Most recently bats, infected by bat flies, have become another important reservoir for newly discovered Bartonella species. Importantly, a bat-associated Bartonella species (Candidatus Bartonella mayotenensis) was first identified as a cause of culture-negative endocarditis in a patient at the Mayo Clinic by amplification and sequencing of the bacterial DNA from the patient’s heart valve. It was several years later when bats were found to be reservoirs for this new species.
TA: Are there strains of Bartonella that aren’t associated with what we think of when we think of bartonellosis: the mimicking of chronic diseases like multiple sclerosis, migraines, seizures, etc?
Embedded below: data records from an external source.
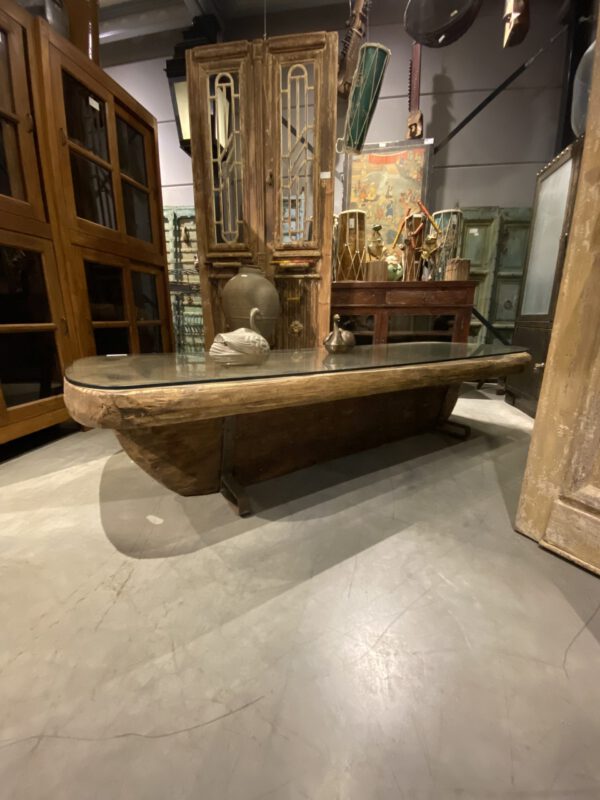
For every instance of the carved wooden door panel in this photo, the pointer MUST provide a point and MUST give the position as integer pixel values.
(228, 204)
(263, 127)
(300, 131)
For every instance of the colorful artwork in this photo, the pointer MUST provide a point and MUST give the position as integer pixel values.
(387, 183)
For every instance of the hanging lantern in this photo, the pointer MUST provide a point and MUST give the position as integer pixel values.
(364, 93)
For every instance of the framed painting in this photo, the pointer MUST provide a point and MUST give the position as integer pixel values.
(386, 181)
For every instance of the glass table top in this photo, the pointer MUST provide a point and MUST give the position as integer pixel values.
(173, 369)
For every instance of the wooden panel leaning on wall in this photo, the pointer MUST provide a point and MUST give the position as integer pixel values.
(560, 498)
(278, 167)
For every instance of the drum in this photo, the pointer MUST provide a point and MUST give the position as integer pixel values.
(364, 93)
(351, 260)
(438, 23)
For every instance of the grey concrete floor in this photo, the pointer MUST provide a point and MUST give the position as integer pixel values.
(377, 630)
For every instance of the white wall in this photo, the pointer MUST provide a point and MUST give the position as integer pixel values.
(493, 161)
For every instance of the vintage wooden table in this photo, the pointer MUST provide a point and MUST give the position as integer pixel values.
(390, 302)
(199, 428)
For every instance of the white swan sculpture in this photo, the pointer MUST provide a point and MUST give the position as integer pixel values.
(242, 347)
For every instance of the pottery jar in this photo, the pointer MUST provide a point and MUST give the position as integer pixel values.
(247, 290)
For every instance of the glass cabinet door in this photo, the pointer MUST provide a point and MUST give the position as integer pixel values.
(34, 344)
(127, 306)
(108, 156)
(20, 192)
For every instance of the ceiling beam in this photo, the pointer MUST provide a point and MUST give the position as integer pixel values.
(199, 7)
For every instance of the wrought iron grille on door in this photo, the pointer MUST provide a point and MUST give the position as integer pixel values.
(263, 152)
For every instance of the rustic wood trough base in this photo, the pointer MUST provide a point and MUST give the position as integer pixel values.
(192, 437)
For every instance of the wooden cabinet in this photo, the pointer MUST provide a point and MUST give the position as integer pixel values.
(263, 126)
(106, 210)
(21, 201)
(82, 251)
(495, 241)
(34, 343)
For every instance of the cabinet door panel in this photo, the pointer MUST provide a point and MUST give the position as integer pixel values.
(20, 189)
(35, 345)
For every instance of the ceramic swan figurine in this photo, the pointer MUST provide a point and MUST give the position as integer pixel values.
(339, 340)
(242, 347)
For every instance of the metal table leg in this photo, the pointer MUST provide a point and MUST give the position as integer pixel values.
(231, 488)
(458, 430)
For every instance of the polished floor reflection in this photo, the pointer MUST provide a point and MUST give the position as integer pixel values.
(376, 630)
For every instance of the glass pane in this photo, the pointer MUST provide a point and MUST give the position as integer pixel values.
(547, 230)
(6, 96)
(92, 186)
(507, 298)
(169, 369)
(11, 174)
(137, 212)
(132, 158)
(145, 295)
(23, 296)
(86, 117)
(111, 341)
(150, 339)
(297, 151)
(29, 367)
(512, 251)
(105, 291)
(226, 140)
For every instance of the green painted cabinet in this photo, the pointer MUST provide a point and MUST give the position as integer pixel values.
(495, 240)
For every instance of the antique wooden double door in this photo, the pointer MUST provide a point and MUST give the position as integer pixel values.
(263, 121)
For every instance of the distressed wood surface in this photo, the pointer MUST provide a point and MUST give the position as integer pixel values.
(563, 467)
(187, 457)
(278, 442)
(131, 408)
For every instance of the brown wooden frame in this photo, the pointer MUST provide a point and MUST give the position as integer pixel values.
(17, 25)
(57, 54)
(80, 256)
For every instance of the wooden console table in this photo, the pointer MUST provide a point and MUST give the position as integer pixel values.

Breitschwerdt: The diagnosis of infection with a Bartonella species remains challenging despite improvements in microbiological isolation and DNA detection methodologies. A polymerase chain reaction (PCR) primer set used in our laboratory to detect other Bartonella species with a high degree of sensitivity did not find B. rochalimae DNA. This is only one of many examples of the need for more comprehensive (sensitive and specific) diagnostic tests that will clarify the role of Bartonella species in patients with migraines and seizures. We continue to work on improvements in diagnostic testing modalities, while attempting to clarify the role of Bartonella species in a spectrum of chronic diseases.
TA: Does this particular strain really “like” the aortic valve, or is that true of Bartonella generally?
Breitschwerdt: In both dogs and humans, approximately 75% of Bartonella IE cases involve the aortic valve. The remaining 20-25% involve the mitral valve or both the mitral and aortic valves. Thus it is clear that all Bartonella species to date have a predilection to localize to the aortic valve.
TA: How prevalent is IE in dogs? Is it always fatal?
Breitschwerdt: IE is a relatively uncommon disease. Depending upon the study, Bartonella can be the cause of over 1/3 of IE cases in dogs, which is remarkable as we did not know this genus infected dogs until 1993, when the first case of IE bartonellosis was documented at NC State’s College of Veterinary Medicine. That is the first case of bartonellosis in a dog worldwide.
TA: Is this something that veterinarians should be taking into consideration when treating dogs with infectious endocarditis? Would it change the treatment regimen in terms of type or dosage of antibiotics?
Breitschwerdt: Yes, there are special antibiotic selection considerations when Bartonella is the suspected or confirmed cause of endocarditis. Not a good infection to have or an easy infection to treat.